Innocent people were allowed to die because elements of the State acted outside the law, Lord Eames said today.
In a keynote speech delivered at Belfast's Titanic Quarter this morning, the retired Church of Ireland primate and his co-chair in the Consultative Group on the the Past, Denis Bradley, issued a hard message to republicans, loyalists and the State.
Mr Bradley spoke out on the wider issues of unsolved killings, warning that as "each day passes securing justice becomes less and less likely" . In some quarters those comments will be interpreted as a signal that the book is to be closed.
Speaking before an invited audience including the Chief Constable Sir Hugh Orde, politicians and the victims commissioners, Lord Eames and Mr Bradley challenged the IRA to prove it will never take up arms again and loyalist paramilitaries to decommission. However, Lord Eames also had a damning assessment of the role of the State during the Troubles.
"Elements of the State, on some occasions, acted outside the law and through handling of intelligence it could even be said innocent people were allowed to die. We cannot ignore that ... In fact the State sometimes acted illegally," he said.
"If we are to move out of the past in a healthy way then the State itself needs to acknowledge its full and complex role in the last 40 years ... Having to confront the State about acknowledging its wrong doing must not take away from the majority of men and women in the RUC and UDR/RIR who did their duty and suffered appallingly and unjustly as a result."
This speech, some months before the Consultative Group delivers its final report and recommendations, had many messages and challenges:
But the Consultative Group also has concerns that the victims issue is being used by some to "score political points".
"Sometimes it seems as if the conflict is now being fought through victims and survivors," Lord Eames said.
Denis Bradley's comments on justice were clearly designed to be heard by a much wider audience.

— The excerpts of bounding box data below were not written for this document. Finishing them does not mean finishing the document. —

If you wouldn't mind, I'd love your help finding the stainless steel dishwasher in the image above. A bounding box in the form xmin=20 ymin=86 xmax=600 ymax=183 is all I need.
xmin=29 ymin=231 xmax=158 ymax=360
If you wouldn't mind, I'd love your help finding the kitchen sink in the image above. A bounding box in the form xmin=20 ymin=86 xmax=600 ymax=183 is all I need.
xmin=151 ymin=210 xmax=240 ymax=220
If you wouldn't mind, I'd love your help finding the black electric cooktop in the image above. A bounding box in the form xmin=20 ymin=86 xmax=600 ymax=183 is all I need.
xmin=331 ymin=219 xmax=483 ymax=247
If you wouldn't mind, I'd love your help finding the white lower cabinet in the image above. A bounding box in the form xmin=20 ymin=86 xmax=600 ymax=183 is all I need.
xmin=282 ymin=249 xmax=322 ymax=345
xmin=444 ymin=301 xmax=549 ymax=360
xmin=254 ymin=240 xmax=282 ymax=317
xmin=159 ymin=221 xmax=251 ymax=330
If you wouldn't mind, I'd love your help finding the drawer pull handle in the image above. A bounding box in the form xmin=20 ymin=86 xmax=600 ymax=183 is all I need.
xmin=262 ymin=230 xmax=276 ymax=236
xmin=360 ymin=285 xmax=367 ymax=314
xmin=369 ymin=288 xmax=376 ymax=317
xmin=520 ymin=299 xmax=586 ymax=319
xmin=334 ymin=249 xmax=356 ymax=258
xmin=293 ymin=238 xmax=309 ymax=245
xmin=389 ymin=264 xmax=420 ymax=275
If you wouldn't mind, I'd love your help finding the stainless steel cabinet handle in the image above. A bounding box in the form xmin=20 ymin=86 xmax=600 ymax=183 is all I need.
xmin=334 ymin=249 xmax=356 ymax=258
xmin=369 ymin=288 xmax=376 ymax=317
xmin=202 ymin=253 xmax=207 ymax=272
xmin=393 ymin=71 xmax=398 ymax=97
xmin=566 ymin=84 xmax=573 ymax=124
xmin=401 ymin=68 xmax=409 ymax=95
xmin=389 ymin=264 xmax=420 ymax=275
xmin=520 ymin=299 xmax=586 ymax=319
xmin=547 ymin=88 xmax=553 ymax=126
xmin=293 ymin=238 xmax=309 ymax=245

"Many people have put their faith in the criminal justice system delivering for them," he said.
"Even while knowing people would only serve a maximum of two years under the early release scheme, it was important for them that justice was seen to be done.
"We sympathise with this desire for justice," Mr Bradley added.
"However it is difficult for us not to listen to those experts who are telling us that the reality is that as each day passes securing justice becomes less and less likely."